Ich betreue wenige Frauen, die irrationale Ängste wegen Corona entwickeln. Die meisten haben eine gesunde Portion Menschenverstand, doch es gibt freilich auch Ausnahmen.
Die Corona-Krise zieht auch Veränderungen im Kreißsaal mit sich. In Bayern dürfen teilweise die Väter nicht bei der Geburt unterstützend tätig sein. Was halten Sie von der Regelung?
Es ist völlig kontraproduktiv, Begleitpersonen nicht zur Geburt zuzulassen. Einerseits braucht die Frau eine vertraute Person, um besser durch die Geburt zu kommen, andererseits ist es auch für das Klinikpersonal und die Hebammen eine große Hilfe, wenn die Frau nicht alleine ist.
Begleitpersonen müssen Phasen überbrücken, wenn die Hebammen keine Zeit haben.
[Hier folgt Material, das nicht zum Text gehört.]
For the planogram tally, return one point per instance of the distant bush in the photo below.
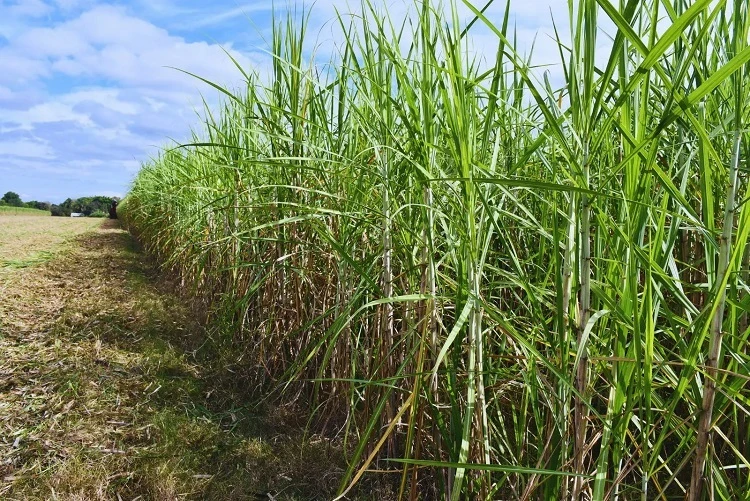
(56, 210)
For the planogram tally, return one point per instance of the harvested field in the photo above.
(29, 239)
(109, 389)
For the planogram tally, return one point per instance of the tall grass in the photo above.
(504, 289)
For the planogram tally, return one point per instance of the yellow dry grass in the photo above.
(26, 239)
(109, 390)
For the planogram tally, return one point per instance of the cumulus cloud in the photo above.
(88, 91)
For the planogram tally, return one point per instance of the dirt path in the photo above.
(107, 391)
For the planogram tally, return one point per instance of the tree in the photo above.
(12, 199)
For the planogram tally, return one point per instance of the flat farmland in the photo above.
(110, 388)
(29, 239)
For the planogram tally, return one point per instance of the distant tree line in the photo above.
(12, 199)
(89, 206)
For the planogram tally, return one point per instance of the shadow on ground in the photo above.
(110, 390)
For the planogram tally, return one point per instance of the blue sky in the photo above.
(86, 95)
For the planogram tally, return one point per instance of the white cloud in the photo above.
(49, 112)
(28, 8)
(26, 148)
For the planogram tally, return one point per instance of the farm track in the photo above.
(107, 391)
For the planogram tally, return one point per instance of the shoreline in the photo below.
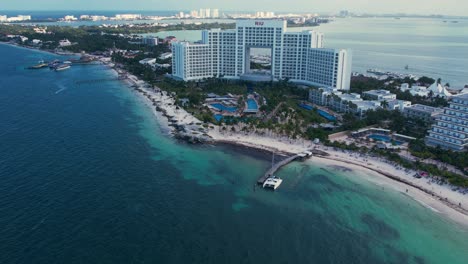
(182, 125)
(438, 198)
(418, 194)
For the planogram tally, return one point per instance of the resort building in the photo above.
(435, 90)
(150, 41)
(342, 102)
(399, 105)
(165, 56)
(424, 112)
(379, 95)
(65, 43)
(451, 128)
(296, 56)
(148, 61)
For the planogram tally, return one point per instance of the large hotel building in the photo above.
(297, 56)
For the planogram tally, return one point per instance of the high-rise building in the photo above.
(450, 131)
(208, 13)
(297, 56)
(194, 13)
(215, 13)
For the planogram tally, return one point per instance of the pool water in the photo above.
(326, 115)
(222, 107)
(306, 107)
(383, 138)
(252, 104)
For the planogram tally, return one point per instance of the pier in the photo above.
(282, 163)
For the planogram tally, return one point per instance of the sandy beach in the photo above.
(439, 198)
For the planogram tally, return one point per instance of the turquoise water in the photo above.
(218, 117)
(429, 47)
(252, 104)
(383, 138)
(88, 176)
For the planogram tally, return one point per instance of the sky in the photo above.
(446, 7)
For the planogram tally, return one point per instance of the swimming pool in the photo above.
(383, 138)
(326, 115)
(222, 107)
(306, 107)
(252, 106)
(218, 117)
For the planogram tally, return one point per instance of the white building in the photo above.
(379, 95)
(148, 61)
(438, 90)
(342, 102)
(451, 128)
(194, 13)
(40, 30)
(98, 18)
(215, 13)
(127, 16)
(70, 18)
(297, 56)
(424, 112)
(64, 43)
(18, 18)
(397, 105)
(150, 41)
(165, 56)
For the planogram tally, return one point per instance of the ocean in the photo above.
(437, 48)
(87, 175)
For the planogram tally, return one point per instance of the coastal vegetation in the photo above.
(280, 111)
(361, 84)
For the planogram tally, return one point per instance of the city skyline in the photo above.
(449, 7)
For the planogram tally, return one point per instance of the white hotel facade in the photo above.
(450, 131)
(297, 56)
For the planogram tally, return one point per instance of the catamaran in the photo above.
(272, 182)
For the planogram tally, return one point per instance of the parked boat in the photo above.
(62, 67)
(272, 183)
(41, 64)
(53, 64)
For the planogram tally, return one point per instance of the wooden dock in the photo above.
(280, 164)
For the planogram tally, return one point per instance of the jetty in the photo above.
(284, 162)
(99, 80)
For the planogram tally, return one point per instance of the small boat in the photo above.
(62, 67)
(41, 64)
(272, 182)
(53, 64)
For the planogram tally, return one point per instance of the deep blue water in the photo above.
(224, 108)
(87, 176)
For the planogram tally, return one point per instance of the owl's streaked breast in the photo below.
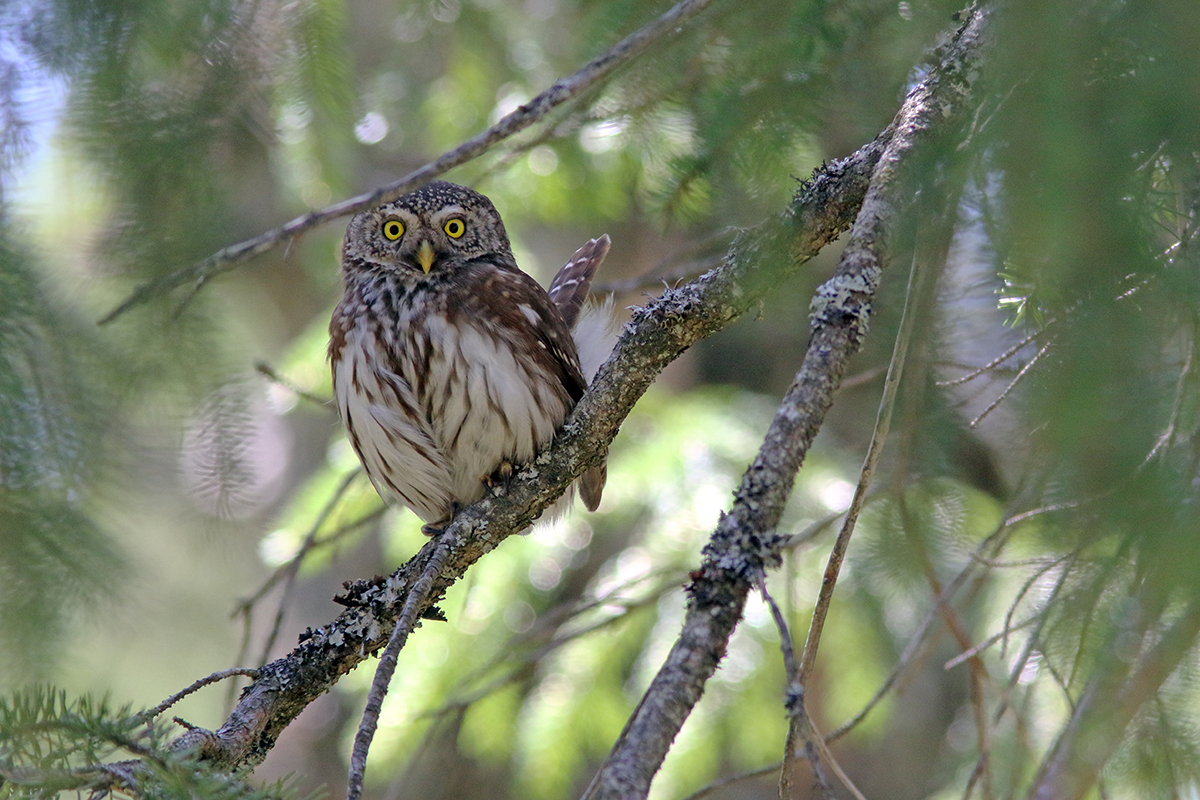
(454, 401)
Und grundsätzlich gilt: Die Würde des Menschen ist unantastbar, daher brauchen sie bei so intimen Prozessen wie Gebären oder Sterben ein schützendes Umfeld und vertraute Menschen, das ist sogar dringend notwendig.
Den Kontakt mit den Patientinnen können Sie bei Ihrem Besuch nicht vermeiden, wie schützen Sie sich und Ihre Patientinnen?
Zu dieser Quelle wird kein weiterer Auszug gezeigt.